Toronto-Dominion (TD) Bank and Canadian Imperial Bank of Commerce (CIBC) reported higher third-quarter profits on Wednesday, ending a strong earnings season for Canada’s Big Six lenders.
TD announced adjusted earnings per share of $2.20, higher than the $2.05 expected by analysts, as the banking giant posted strong growth in its Canadian domestic banking business.
While TD posted a loss the same time last year because of a hefty fine for anti-money laundering (AML) lapses in the US, this time around it recorded an overall profit of $3.37 billion. On the Canadian retail banking side, profits were up 4% year over year, coming in at $1.95 billion.
The company continued a trend among Canada’s top banks of setting aside lower loan-loss provisions than anticipated, stashing $971 million for potentially souring loans.
But TD also took a $262 million hit because of efforts to adjust its US balance sheet after the imposition of a cap on retail operations south of the border following that AML furore.
Chief executive officer Raymond Chun, who recently succeeded Bharat Masrani at the helm of the bank, said it was “well positioned” to build on its current momentum and grow further.
Meanwhile, CIBC’s third-quarter earnings per share jumped to $2.16, a better-than-expected result fuelled by an $812 million haul in its Canadian personal and banking business division – up 17% year over year.

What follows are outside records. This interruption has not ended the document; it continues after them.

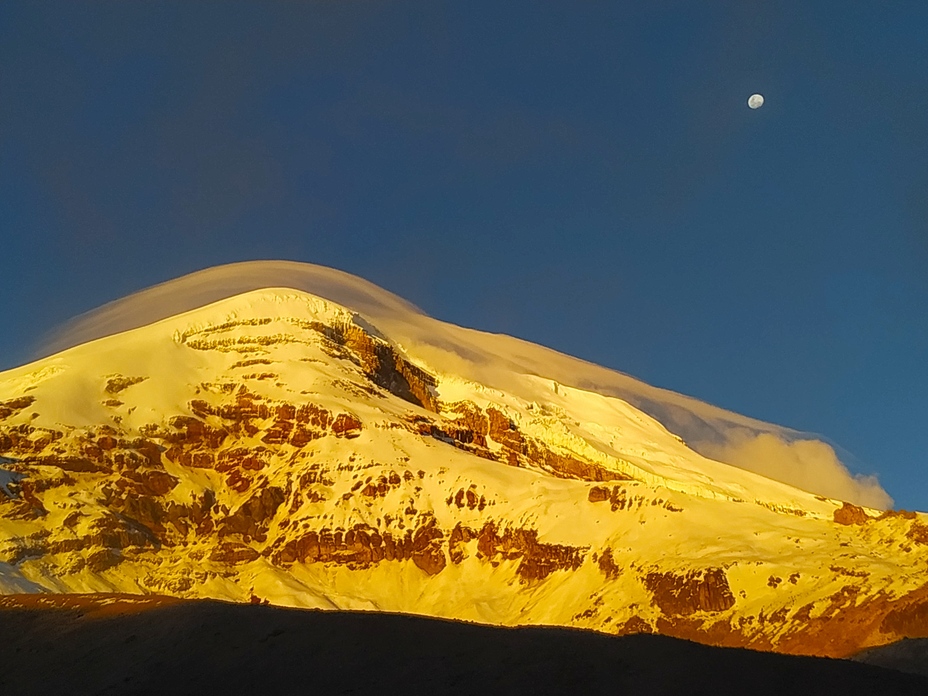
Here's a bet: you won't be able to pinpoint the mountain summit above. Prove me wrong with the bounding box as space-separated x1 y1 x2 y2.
0 262 928 655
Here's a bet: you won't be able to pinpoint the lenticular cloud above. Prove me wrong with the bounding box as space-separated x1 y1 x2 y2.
36 261 892 508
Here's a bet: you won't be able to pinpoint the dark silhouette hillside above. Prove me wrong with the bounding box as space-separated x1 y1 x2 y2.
0 595 928 696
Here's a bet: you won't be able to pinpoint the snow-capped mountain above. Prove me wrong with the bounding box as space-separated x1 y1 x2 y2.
0 264 928 655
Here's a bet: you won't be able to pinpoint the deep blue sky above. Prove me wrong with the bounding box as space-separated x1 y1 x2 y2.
0 0 928 510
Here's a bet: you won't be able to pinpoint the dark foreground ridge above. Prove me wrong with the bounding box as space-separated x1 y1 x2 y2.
0 595 928 696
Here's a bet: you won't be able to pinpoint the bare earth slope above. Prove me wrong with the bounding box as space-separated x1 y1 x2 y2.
0 595 928 696
0 288 928 656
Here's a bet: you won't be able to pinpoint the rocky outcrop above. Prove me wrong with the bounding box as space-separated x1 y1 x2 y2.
449 522 586 583
272 517 447 575
643 568 735 616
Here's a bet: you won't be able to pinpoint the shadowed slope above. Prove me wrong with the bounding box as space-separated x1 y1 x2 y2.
0 595 928 696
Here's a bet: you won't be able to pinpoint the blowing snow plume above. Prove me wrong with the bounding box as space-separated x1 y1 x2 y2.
36 261 892 508
701 432 893 510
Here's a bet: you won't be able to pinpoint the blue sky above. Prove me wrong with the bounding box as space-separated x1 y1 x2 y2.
0 0 928 510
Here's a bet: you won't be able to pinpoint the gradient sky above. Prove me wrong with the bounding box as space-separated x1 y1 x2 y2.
0 0 928 510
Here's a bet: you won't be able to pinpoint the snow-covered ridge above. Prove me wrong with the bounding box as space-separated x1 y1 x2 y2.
0 278 928 655
34 261 892 508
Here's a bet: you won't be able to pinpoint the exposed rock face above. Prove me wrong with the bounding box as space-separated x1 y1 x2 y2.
0 290 928 655
644 568 735 616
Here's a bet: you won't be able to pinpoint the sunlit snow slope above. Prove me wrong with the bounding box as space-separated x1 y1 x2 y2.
0 268 928 655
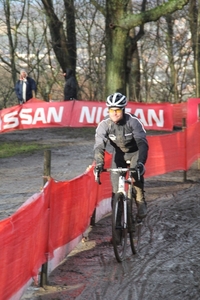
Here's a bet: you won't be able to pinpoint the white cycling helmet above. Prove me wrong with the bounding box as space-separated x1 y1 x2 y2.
106 93 128 108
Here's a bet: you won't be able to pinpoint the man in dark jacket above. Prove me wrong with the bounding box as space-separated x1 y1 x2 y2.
94 93 149 219
63 68 77 101
15 70 37 104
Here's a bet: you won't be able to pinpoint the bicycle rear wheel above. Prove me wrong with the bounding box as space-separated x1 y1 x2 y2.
112 193 127 262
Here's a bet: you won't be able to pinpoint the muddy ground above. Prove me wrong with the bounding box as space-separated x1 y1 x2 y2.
0 128 200 300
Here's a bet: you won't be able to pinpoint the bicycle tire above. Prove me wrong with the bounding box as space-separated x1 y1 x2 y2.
112 193 127 262
127 199 137 254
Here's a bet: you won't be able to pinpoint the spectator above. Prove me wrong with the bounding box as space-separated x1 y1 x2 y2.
63 68 77 101
15 70 36 104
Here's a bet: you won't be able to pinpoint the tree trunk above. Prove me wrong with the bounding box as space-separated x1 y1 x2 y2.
42 0 72 72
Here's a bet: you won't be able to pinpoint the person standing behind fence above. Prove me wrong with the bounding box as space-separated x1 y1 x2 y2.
15 69 37 104
63 68 77 101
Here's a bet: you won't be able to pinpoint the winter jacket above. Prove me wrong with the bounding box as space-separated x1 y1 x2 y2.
94 113 149 164
64 69 77 100
15 77 36 103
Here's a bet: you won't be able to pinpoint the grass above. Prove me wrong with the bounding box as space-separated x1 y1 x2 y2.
0 141 49 158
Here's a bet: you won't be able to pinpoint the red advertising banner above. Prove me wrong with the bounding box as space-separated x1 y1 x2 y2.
70 101 173 130
187 98 200 126
0 99 200 133
0 101 74 132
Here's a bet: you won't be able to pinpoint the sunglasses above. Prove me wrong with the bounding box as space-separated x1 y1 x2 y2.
109 108 122 114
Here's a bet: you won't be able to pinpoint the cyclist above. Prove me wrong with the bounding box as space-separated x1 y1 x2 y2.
94 93 149 219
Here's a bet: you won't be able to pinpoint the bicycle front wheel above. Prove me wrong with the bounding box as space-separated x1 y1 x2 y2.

On the commercial banking and wealth management side, CIBC reported profits of $598 million, a jump of 19%, while it set aside $559 million in credit loss provisions – a lower amount than generally forecast.
Wednesday’s earnings reports mean all of Canada’s top six banks have now announced their third-quarter financials, with each posting generally strong results and reflecting a potentially brightening outlook despite ongoing trade tensions.
On Tuesday, top executives Bank of Montreal (BMO) and Scotiabank sounded a cautiously optimistic note on future prospects, with BMO chief executive Darryl White describing a significant drop in his “uncertainty meter” compared to earlier in the year, when US president Donald Trump first laid out his wave of tariffs against Canada.